Networking events, with the specific purpose of connecting job seekers and employers, are an excellent way to start building your professional posse. However, these events can be unfamiliar and intimidating for college grads fresh to the “real world.” All of those suits and ties. All of those stuffy conversations. All of those people with important titles or extra letters after their names. Networking events aren’t for the faint of heart; they are for those serious about advancing their career and cultivating their future.
Here are some tips from a New Grad Life blog post on how you can utilize professional networking to jump start your career!
1. Show passion for the industry and company
New grads normally do not have much relevant work experience, but can impress potential employers with passion about the company and the industry. The following are crucial pieces of information college grads should research to impress employers.
a) The top 3 competitors in this industry
b) The company’s strengths/weaknesses
c) The company’s vision and values
d) Industry trends (social, economic, etc.)
2. Show interest in the person you are talking to
Company representatives respect sincerity and will open up as job seekers ask questions. Most people are happy to talk about themselves (what they do for a living, how they got involved with the company, etc.) so college grads should show some genuine interest in the person they are speaking with.
3. Brand yourself with an “elevator speech”
It is necessary to create a brief 30-second speech in order to project a personal brand that sets you apart from other recent graduates seeking employment. If you haven’t had a corporate job yet, it will be hard to come up with a title for yourself, so focus on your skills and recent experience.
4. Be clear about your short-term and long-term career goals
It is very important for entry level job seekers to know the field and industry they want to get into. A good formula for articulating one’s career goals is by stating the position you are looking for, your skills, and qualities you look for in a company. An example would be:
“I want to obtain a marketing coordinator position where I can utilize my creativity and communication skills in a growing company that offers performance-based advancement.”
5. Don’t ask for a job, they’ll ask you
The ultimate goal of the job networking event for a recent college graduate may be to get a job, but they should never flat-out ask someone they just met for one. Instead, asking questions about the employer, showing knowledge about the industry and company, and talking about personal skills and qualifications will yield the best results. After this is done, a good way to inquire about jobs is to ask for advice on how to break into the industry. Most people will be kind enough to give the job seeker some insightful advice. Lastly, it is absolutely crucial to ask for referrals as well. If the company representative likes you, they may even suggest that they act as your referral for that particular company.
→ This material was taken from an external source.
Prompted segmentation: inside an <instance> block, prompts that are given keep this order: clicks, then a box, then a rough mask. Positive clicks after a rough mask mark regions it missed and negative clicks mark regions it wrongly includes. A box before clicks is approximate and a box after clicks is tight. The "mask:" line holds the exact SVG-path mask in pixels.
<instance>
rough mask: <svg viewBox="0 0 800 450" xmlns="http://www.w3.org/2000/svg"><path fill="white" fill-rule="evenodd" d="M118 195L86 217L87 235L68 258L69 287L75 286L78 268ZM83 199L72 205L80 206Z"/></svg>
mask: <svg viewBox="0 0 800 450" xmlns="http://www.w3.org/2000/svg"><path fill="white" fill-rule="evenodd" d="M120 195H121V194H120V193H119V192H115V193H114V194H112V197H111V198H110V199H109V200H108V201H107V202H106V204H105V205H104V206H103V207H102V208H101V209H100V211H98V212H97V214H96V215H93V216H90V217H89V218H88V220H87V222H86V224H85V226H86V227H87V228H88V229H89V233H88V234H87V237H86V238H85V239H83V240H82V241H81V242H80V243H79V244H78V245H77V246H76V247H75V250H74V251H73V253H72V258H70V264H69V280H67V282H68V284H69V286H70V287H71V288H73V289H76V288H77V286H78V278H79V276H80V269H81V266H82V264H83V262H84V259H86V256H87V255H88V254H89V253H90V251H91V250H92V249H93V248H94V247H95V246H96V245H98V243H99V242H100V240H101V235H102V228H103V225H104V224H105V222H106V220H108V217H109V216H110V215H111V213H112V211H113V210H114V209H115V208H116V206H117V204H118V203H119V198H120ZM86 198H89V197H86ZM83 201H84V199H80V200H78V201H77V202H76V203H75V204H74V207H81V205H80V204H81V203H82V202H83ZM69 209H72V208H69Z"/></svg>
6. Networking is a two-way street – show how you can help
Job seekers who research prospective companies not only find out about company weaknesses but also discover what opportunities they are failing to realize. If a company is not heavily involved with social media, needs a fresh idea to reach a new target market, or has other problems, you should think of some solutions to offer during the networking event. Giving free advice to employers not only solidifies your image as a strong job applicant, but it makes you look less like someone who is just out to get a job without bothering to help out others in return.